Il n’y a pas qu’en France où l’extrême droite a progressé. Que ce soit en Allemagne, en Autriche, en Italie, aux Pays-Bas, les partis de droite populiste ont gagné les élections ou se sont imposés comme des forces majeures. Et cela ne concerne pas que l’Europe : Trump aux États-Unis, Bolsorano au Brésil, Milei en Argentine, Erdogan en Turquie… La question se pose : à quoi est due cette victoire idéologique de l’extrême droite ?
Certains répondront que le problème tient à l’immigration, d’autres diront que c’est l’insécurité. Or, il n’y a pas d’immigration significative au Brésil et cela n’a pas empêché Jair Bolsorano de remporter les élections présidentielles en 2018. Les causes sont plus profondes et se caractérisent par plusieurs facteurs :
- Le ras-le-bol des électeurs : en France comme ailleurs, la gauche, la droite et le centre ont déçu leurs électeurs. Le Rassemblement National n’a jamais exercé le pouvoir et bénéficie d’un chèque en blanc, profitant du vide laissé par les partis traditionnels.
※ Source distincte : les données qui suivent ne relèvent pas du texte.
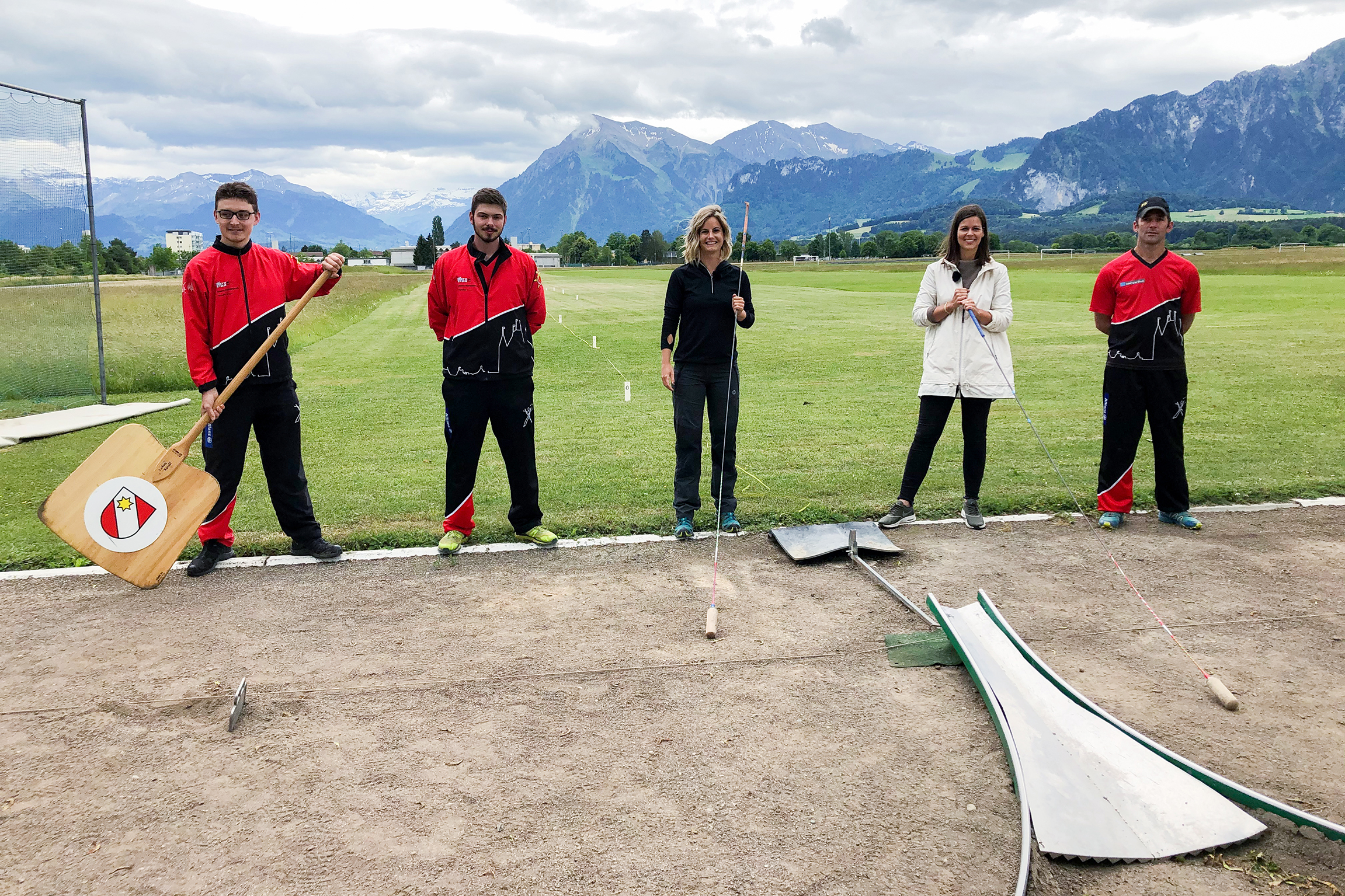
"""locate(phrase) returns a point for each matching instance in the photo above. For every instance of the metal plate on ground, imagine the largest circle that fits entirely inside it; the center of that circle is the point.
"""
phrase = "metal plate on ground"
(1093, 792)
(811, 542)
(240, 702)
- Le discours anti-élites : les mouvements de droite populiste désignent habilement leurs adversaires comme faisant partie des élites tandis qu’eux se présentent comme les véritables représentants du peuple.
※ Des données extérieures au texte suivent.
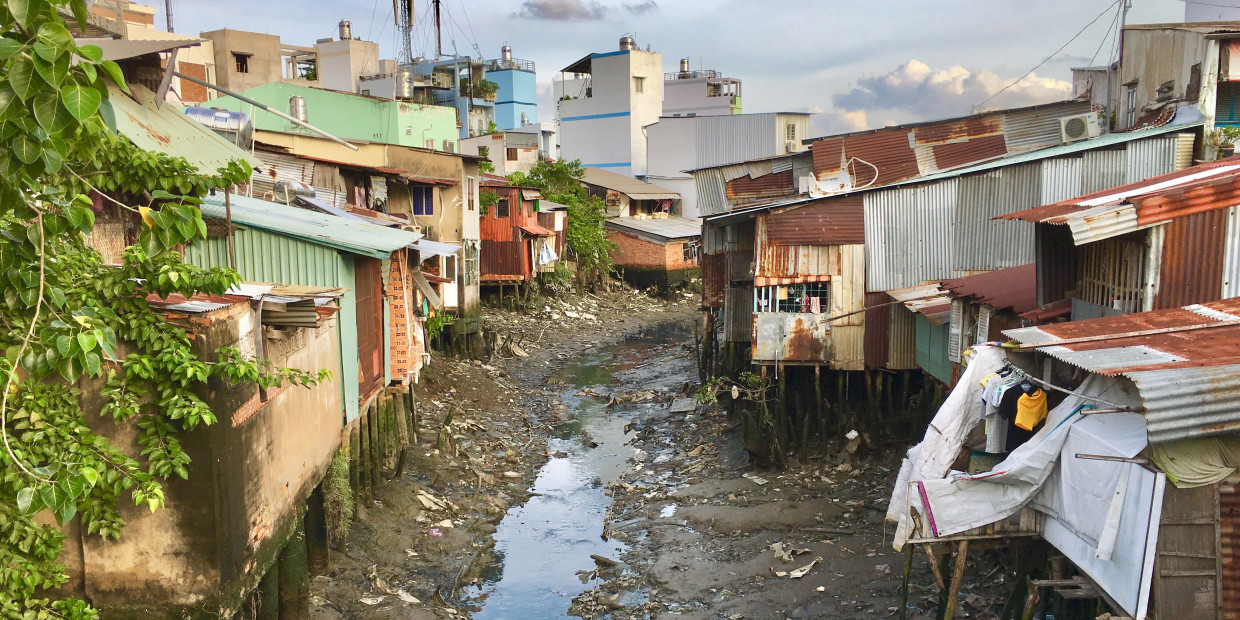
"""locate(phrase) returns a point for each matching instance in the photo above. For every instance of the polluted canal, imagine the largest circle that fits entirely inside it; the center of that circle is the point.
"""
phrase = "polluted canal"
(547, 551)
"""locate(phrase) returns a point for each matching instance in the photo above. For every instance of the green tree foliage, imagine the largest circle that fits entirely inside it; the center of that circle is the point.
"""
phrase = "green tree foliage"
(70, 323)
(588, 242)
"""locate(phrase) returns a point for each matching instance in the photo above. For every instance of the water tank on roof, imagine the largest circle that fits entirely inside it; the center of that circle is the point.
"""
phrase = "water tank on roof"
(233, 127)
(298, 108)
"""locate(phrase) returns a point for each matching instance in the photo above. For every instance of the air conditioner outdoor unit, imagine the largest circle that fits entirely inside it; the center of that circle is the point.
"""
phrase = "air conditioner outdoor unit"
(1080, 127)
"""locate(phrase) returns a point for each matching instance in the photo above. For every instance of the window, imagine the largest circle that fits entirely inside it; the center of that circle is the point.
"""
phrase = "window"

- L’invocation du retour à la Nation : le slogan "America First" de Donald Trump illustre parfaitement cette stratégie. Les populistes de droite mettent en avant un retour salvateur à la Nation, perçue comme garante d’identité et de souveraineté.
- La mise en avant de l’identité au détriment de la conscience de classe : le discours populiste fragmente la solidarité sociale en priorisant l’identité culturelle, nationale ou religieuse, au détriment des revendications collectives de classe. Cela correspond à l’hégémonie culturelle décrite par Gramsci qui désigne la capacité d’une classe à imposer ses valeurs et sa vision du monde.
- L’absence d’un modèle alternatif : l’extrême droite prospère aussi sur le vide d’un projet de société crédible à gauche, capable de relier justice sociale et égalité.
- Le déclassement des classes populaires : le sentiment de perte de statut et d’opportunités économiques alimente la colère et le vote protestataire vers des forces radicales.
- La radicalité : l’extrême droite se positionne comme force de rupture et de contestation, contrastant avec la modération perçue des partis traditionnels.
- La diabolisation et le bouc émissaire : les élites, les minorités, les migrants, les précaires sont systématiquement pointées comme responsables des difficultés. Il s’agit de la théorie du bouc émissaire démontrée par René Girard.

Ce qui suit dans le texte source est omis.